In [None]:
!pip install -qq statsmodels seaborn pymc ipywidgets

In [None]:
import matplotlib.pyplot as plt
import numpy as np
from scipy.stats import beta
from statsmodels.stats.proportion import proportions_ztest

### The law of large numbers

In [None]:
n = 1000
timesseries = []
for _ in range(10):
    values = np.random.randint(0, 2, (n))
    index = np.arange(n) + 1
    cum = np.cumsum(values)
    pcts = cum / index
    timesseries.append(pcts)

plt.figure(figsize=(13, 4))
for series in timesseries:
    plt.plot(series, alpha=0.7)
plt.axhline(0.5, c="black", ls="--")
plt.axvline(10, c="black", ls="--")
plt.axvline(100, c="black", ls="--")
plt.show()

### A/B tests (counts)

In [None]:
control_nobs = 100
control_positive = 15
control_rate = control_positive / control_nobs
treatment_nobs = 100
treatment_positive = 22
treatment_rate = treatment_positive / treatment_nobs
print(control_rate, treatment_rate)

frequentist

In [None]:
def rate_test(control_positive, treatment_positive, control_nobs, treatment_nobs):
    count = [control_positive, treatment_positive]
    nobs = [control_nobs, treatment_nobs]
    count, nobs = map(np.array, [count, nobs])
    stat, pvalue = proportions_ztest(count, nobs)
    print(f"stat={stat:.3f}, pvalue={pvalue:.3f}")
    return stat, pvalue


stat, pvalue = rate_test(
    control_positive, treatment_positive, control_nobs, treatment_nobs
)
assert stat + 1.275 < 1e-3
assert pvalue - 0.202 < 1e-3

baysian

In [None]:
def baysian_ab_test(
    control_positive: int,
    treatment_positive: int,
    control_nobs: int,
    treatment_nobs: int,
    a_prior: int = 1,
    b_prior: int = 1,
    n_sims: int = 1_000_000,
):
    a_control = a_prior + control_positive
    b_control = b_prior + (control_nobs - control_positive)
    a_treatment = a_prior + treatment_positive
    b_treatment = b_prior + (treatment_nobs - treatment_positive)

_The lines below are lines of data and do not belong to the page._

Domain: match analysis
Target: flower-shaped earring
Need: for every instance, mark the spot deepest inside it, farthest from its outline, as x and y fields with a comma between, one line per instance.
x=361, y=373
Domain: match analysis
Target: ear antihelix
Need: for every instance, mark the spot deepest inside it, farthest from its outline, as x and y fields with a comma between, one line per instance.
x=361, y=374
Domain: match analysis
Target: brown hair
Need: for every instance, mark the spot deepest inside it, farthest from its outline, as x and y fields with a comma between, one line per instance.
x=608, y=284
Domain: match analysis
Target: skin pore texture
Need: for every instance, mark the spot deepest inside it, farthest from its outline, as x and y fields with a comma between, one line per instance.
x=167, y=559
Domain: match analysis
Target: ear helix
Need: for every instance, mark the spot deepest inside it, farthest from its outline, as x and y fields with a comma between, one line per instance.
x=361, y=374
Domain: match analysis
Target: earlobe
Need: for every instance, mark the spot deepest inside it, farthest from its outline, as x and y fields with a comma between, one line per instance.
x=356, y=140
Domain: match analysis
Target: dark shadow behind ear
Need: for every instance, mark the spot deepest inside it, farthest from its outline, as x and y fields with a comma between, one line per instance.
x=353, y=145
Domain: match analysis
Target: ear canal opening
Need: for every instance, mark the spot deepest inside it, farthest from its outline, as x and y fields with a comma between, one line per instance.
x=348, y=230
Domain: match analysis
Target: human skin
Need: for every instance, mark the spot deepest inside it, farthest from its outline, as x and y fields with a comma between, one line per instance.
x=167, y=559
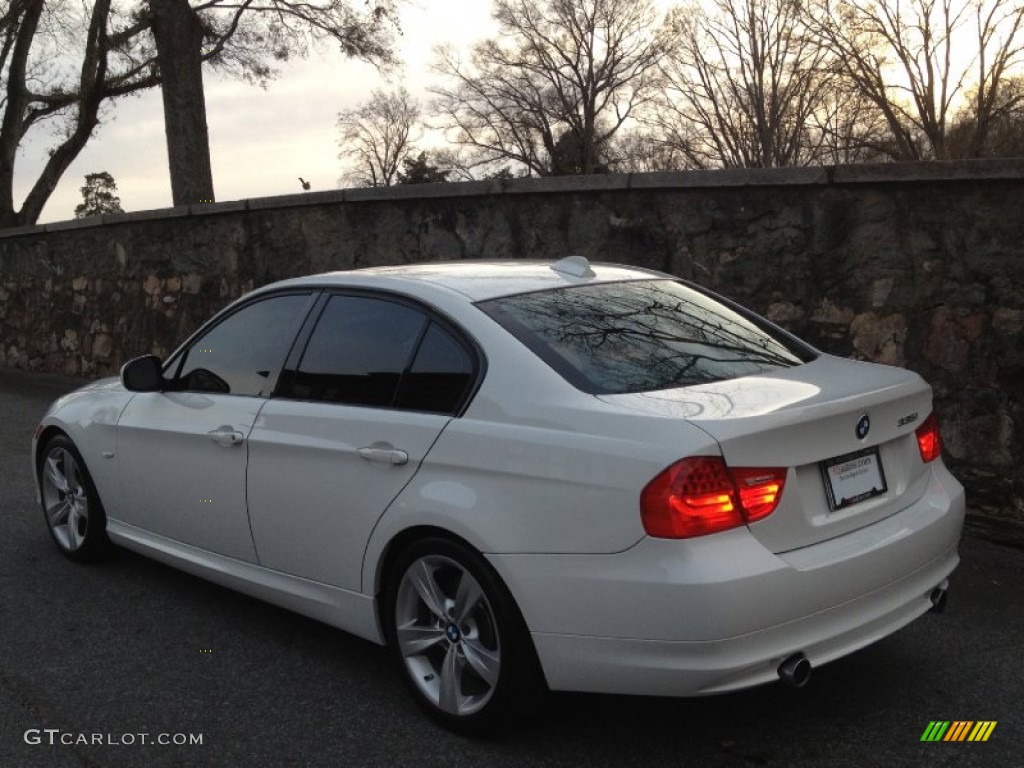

    control_posterior = beta.rvs(a_control, b_control, size=n_sims)
    treatment_posterior = beta.rvs(a_treatment, b_treatment, size=n_sims)

    prob_better = np.mean(control_posterior < treatment_posterior)
    lift = np.mean(treatment_posterior - control_posterior)
    prob_of_lift_gt_x = {}
    for i in [0.01, 0.02, 0.03, 0.04, 0.05]:
        prob_of_lift_gt_x[i] = np.mean(treatment_posterior - control_posterior > i)
    pct2p5, pct97p5 = np.percentile(treatment_posterior, [2.5, 97.5])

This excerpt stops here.